Agitators cry reverse discrimination
The victims were white and middle class, and the defendants are poor and black. Some conservative Internet commentators and white supremacist agitators accused the national media of reverse discrimination by failing to give the case the same attention paid to white-on-black hate crimes.

But prosecutors and law enforcement officials say the murders were the result of a simple carjacking of Christian's 2005 Toyota SUV that went terribly awry. The victims were dead within a day of being jumped in an apartment parking lot at gunpoint.

Still, the sequestered jury is racially diverse, with four whites, seven blacks and one Asian.

"You are not going to like Letalvis Cobbins and you shouldn't," Green told the jury. "He is a coward and had he stood up to his brother, their (the Christians') daughter would probably be alive."

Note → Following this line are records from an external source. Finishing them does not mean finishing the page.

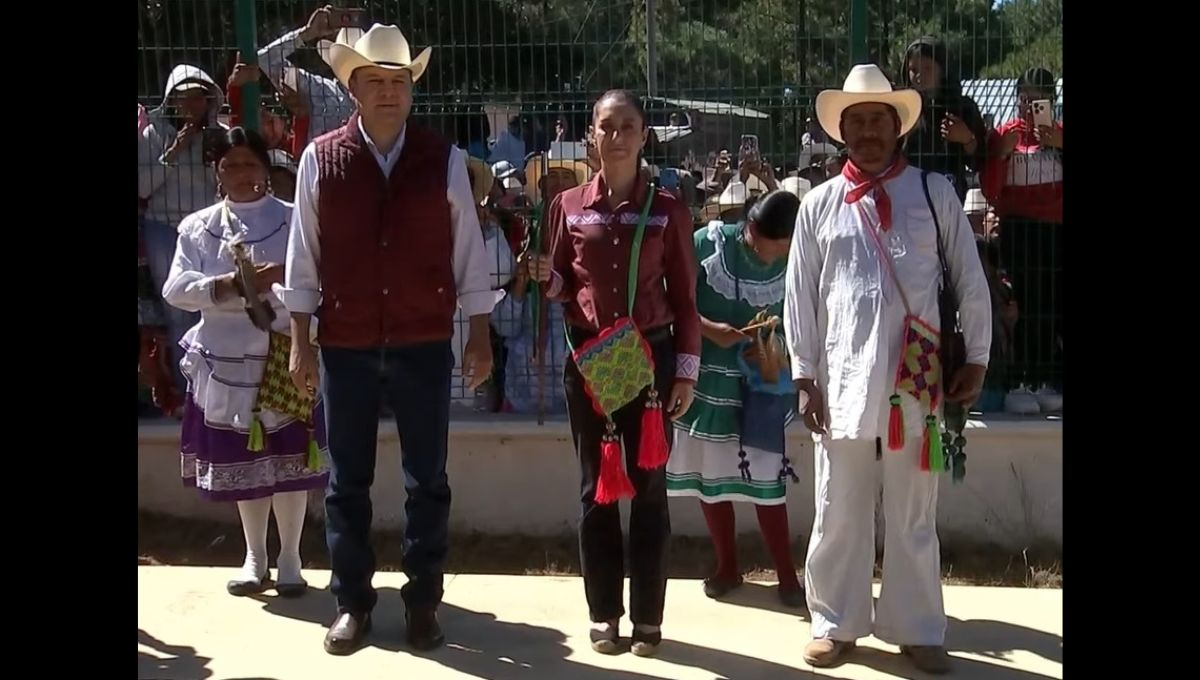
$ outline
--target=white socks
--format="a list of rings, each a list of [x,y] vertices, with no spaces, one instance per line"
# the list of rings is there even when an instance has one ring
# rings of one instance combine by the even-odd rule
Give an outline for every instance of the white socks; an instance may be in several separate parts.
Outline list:
[[[271,499],[239,500],[238,514],[246,535],[246,561],[238,580],[259,580],[266,573],[266,520],[271,517]]]
[[[278,583],[304,583],[300,577],[300,534],[304,531],[305,507],[308,492],[277,493],[271,497],[275,505],[275,524],[280,528]]]
[[[280,558],[276,566],[278,583],[300,584],[300,534],[304,531],[305,509],[308,492],[277,493],[269,498],[239,500],[238,514],[246,536],[246,561],[241,565],[238,580],[259,580],[266,573],[266,523],[275,506],[275,524],[280,529]]]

Green blames Cobbins' older brother and alleged ringleader Lemaricus Davidson, 28, and accomplice Eric Boyd. Davidson, who had just been released from a five-year prison sentence for carjacking in West Tennessee, is slated to be tried next month. Boyd was already convicted of helping Davidson hide after the crime and sentenced to 18 years in prison.

Cobbins' friend George Thomas, 26, and girlfriend, Vanessa Coleman, 21, are the other defendants awaiting trial on murder counts.

Making choices
"This is a case about choices. Choices the defendant made that led to the deaths of these kids," Assistant District Attorney Takisha Fitzgerald told the jury.

She said Cobbins chose to participate in the carjacking, take the victims to Davidson's rundown rental house, rape Christian and lie about it afterward. She noted he gave police at least four different versions of what happened.

Fitzgerald said investigators found DNA from both Cobbins and Davidson on Christian's clothes and on her body. Newsom also was raped before he was shot three times and his body set on fire and dumped along nearby railroad tracks. Police found his body first, then Christian's in a garbage can in Davidson's house.

Newsom was a trim carpenter for a construction company. Christian was a senior at the University of Tennessee. They still lived at home and had been dating for two to three months.

Ultimately, the object was "the pleasure they got from that girl," Fitzgerald said. "(And) you can't enjoy the girl until you get rid of the guy."